Real Estate & Development Technology (REDTech) is a team of ~200 at WeWork that builds the tools powering the company’s radical expansion throughout the world. After my time leading the Journey Design team, I was asked to move into an interim Director of Design role for REDTech managing four designers and one researcher.
When I joined, the primary product was called “Stargate,” and it was stretched to a breaking point. Like many legacy codebases, it was made up of modules that were built in different programming languages, and had grown together into a brittle monolith. It was used by much of the company to track progress across our real estate deals, architecture and design construction projects, and even to track the economic health of our buildings.
In concert with Product and Engineering leadership, we decided to start to split out the individual products into stand-alone apps (built on a revamped, shared database) using React for the web apps and developing native iOS/Android versions as well. We knew that this would allow individual squads to design and build more efficiently, and that it would reduce the (very real) possibility that a change made in one code base would take down the entire ecosystem.
As a Design team, we had an exciting opportunity to break from the past, build apps that were more user-centric, and implement a new and improved design system to improve the usability and ease of building our new suite of apps. As a newly arrived design manager, I knew that I had to set a new tone for collaboration within our team and with our peers.
First, I set up separate meetings with the leads from Product and Engineering to understand what had been going well and not so well in their work with the Design team. Then I shared what the Design team had said in response about their experiences with these same teams and we discussed the differences and similarities between the two. We were able to identify some really great areas of overlap between the teams’ feedback, which I turned into a new shared process between the three teams. It included more up-front user research and opportunity ID, the establishment of product and design briefs, and formal user validation of mockups and prototypes.
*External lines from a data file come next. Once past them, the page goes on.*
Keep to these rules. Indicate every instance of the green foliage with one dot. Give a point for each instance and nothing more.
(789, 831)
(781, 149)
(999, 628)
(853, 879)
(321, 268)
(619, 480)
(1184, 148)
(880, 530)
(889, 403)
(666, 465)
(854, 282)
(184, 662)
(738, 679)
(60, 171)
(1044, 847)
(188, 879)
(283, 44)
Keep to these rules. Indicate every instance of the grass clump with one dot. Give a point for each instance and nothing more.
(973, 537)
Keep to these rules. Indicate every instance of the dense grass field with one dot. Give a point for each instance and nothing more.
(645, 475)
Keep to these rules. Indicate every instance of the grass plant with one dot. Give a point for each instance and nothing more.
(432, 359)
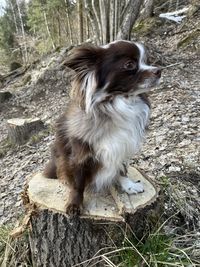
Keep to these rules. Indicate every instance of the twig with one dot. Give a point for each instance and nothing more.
(172, 65)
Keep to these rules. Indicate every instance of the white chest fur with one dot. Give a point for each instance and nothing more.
(120, 137)
(115, 132)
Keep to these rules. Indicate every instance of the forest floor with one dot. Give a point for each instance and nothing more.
(170, 154)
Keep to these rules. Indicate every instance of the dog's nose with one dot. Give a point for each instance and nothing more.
(157, 72)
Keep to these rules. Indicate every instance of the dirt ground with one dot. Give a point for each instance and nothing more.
(170, 154)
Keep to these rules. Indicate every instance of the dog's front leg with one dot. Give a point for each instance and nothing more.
(129, 186)
(77, 186)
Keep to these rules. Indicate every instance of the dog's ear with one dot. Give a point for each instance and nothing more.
(83, 58)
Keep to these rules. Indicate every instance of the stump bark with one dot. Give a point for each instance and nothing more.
(19, 130)
(57, 240)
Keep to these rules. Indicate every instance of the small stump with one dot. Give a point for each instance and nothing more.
(4, 96)
(19, 130)
(57, 240)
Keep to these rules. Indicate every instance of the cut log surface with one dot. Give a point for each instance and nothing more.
(19, 130)
(58, 240)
We also implemented a Design Research Sprint process for longer-term initiatives and product launches. Our design researcher and I collaborated with Product and Eng leadership to identify knowledge gaps, sketch out global research plans, assign teams, and then execute on the project and its subsequent synthesis.
Coming into the role as a relatively new manager and an interim director, I knew that I had a lot to learn very quickly. I learned that approaching this sort of situation with a “novice mindset” (in my case, a real one) all but guaranteed that my peers and team members would trust me with their unvarnished feedback and input on a better process. That being said, I also found that it can be risky to pin your future on overhauling a process that’s been in place for years, because if the new process doesn’t work any better it reflects poorly on your leadership and judgment.
I short-circuited this by reminding others that we were engaged in an iterative “design process” for our design process. In other words, we were beta-testing a number of new approaches, none of which were rigid or permanent, with the goal of shipping better product with less frustration.
The new research sprints that we implemented enabled our colleagues from outside the design team to learn best practices for interviews and observation, get out in the field with users, and to arrive at much more user-focused product ideas. One key learning that I had from these sprints is that it’s often not enough to present the research results in isolation; a critical next step is to work together with the broader product and engineering teams to create new ideas based on the research, thus feeding back into the ongoing design processes at the squad level.